I came to the UK when I was quite young, I learnt English through my surroundings but also by watching a lot of Youtube videos, which ultimately made my accent more American than British.  I get a lot of comments where people are surprised that someone who’s South Asian can have an accent that’s mixed, but there’s also a lot of ruder comments, making fun of me for the way I pronounce certain things or just my accent and dialect in general.  It did make me grow to hate my accent but I think I appreciate it way more now!

Manley

My experiences have been rather different to the majority here, indeed I was not initially sure whether my experiences would fit, because they seem to be the polar opposite of what the project has predominantly showcased, but I felt that they highlight the issue, rather than detracting from it.

I had an unusually privileged upbringing, growing up with family with the Indian Army accent and  in the top end of the public school system, then attending Sandhurst.  I am resultantly eloquent and, whilst my childhood accent, which was very much Upper Received Pronunciation, has very much dulled down over the last 15 years or so, I still certainly speak with Received Pronunciation or perhaps even a ‘plummy’ accent

I am, at the same time, a pretty scruffy, long haired, portly, middle aged man with a bald spot which I am working hard to deny.  Living on the coast I often return from dog walks in a truly disreputable shape and look every inch the vagabond about town. On occasion this has lead to conversations with the local constabulary and often this elicits a poor reception in shops.  I have, however, found that the very moment I begin speaking all that goes away. It is like a magic wand which makes problems go away a lot of the time, particularly with authority.

Although this has generally made my life markedly easier in almost all scenarios, the stories here are supposed to be actual anecdotes, so I will recount an occasion where a police constable stopped myself and a friend, genuinely believing that he had just apprehended two muggers who vaguely fitted our descriptions and who had been seen running into the alley I was passing through.
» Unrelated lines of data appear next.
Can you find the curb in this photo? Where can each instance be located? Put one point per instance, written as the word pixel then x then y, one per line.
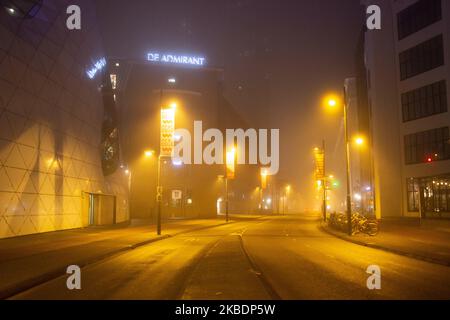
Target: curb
pixel 46 277
pixel 387 249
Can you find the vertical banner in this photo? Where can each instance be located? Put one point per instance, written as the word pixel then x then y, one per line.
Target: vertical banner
pixel 231 164
pixel 263 178
pixel 319 163
pixel 167 132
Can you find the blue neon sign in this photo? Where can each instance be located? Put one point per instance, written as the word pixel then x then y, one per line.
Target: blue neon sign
pixel 176 59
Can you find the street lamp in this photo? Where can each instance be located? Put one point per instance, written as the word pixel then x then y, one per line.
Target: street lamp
pixel 149 153
pixel 332 102
pixel 230 174
pixel 167 142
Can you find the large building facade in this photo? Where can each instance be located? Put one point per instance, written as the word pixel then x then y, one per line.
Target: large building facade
pixel 144 88
pixel 58 144
pixel 408 80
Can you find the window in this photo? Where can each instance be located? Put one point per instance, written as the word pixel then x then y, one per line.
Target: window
pixel 421 58
pixel 418 16
pixel 425 101
pixel 431 194
pixel 413 192
pixel 21 8
pixel 427 146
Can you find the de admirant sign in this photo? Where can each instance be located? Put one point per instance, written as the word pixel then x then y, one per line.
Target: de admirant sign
pixel 176 59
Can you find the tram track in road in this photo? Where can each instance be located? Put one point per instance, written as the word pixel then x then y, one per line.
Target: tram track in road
pixel 192 235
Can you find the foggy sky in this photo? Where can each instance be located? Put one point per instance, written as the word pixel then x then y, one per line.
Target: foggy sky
pixel 300 48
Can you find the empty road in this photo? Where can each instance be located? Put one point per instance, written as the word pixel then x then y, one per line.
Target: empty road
pixel 286 257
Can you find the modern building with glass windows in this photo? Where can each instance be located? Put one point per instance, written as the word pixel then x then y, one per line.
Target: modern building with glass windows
pixel 408 79
pixel 59 132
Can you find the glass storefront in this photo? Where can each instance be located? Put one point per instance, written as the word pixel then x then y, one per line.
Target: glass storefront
pixel 430 196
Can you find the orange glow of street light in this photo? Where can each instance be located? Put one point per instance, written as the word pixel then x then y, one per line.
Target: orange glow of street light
pixel 149 153
pixel 359 141
pixel 331 101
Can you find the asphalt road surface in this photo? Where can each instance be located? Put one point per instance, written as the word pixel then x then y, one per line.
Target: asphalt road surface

My chum repeatedly told the policeman that we were innocent, and remonstrated, but to no avail.  When I spoke, simply telling the officer that I was not the mugger and we had other places to be immediately had us released, with a profuse apology.

I am not going to pretend that this is not privilege and and I am not going to lie and say that it is not incredibly useful at times, but honestly I think the way that authority treats me, the ease with which I can engage prospective clients and partners and all the opportunities afforded me by my voice are not an advantage, but that the bigotry surrounding accents leads to others being disadvantaged.

That is not to say that I do not have an advantage, but rather that everyone should be afforded the same respect, trust and welcome, regardless of their accent, and regardless of whether they are wearing a dinner suit or a tracksuit.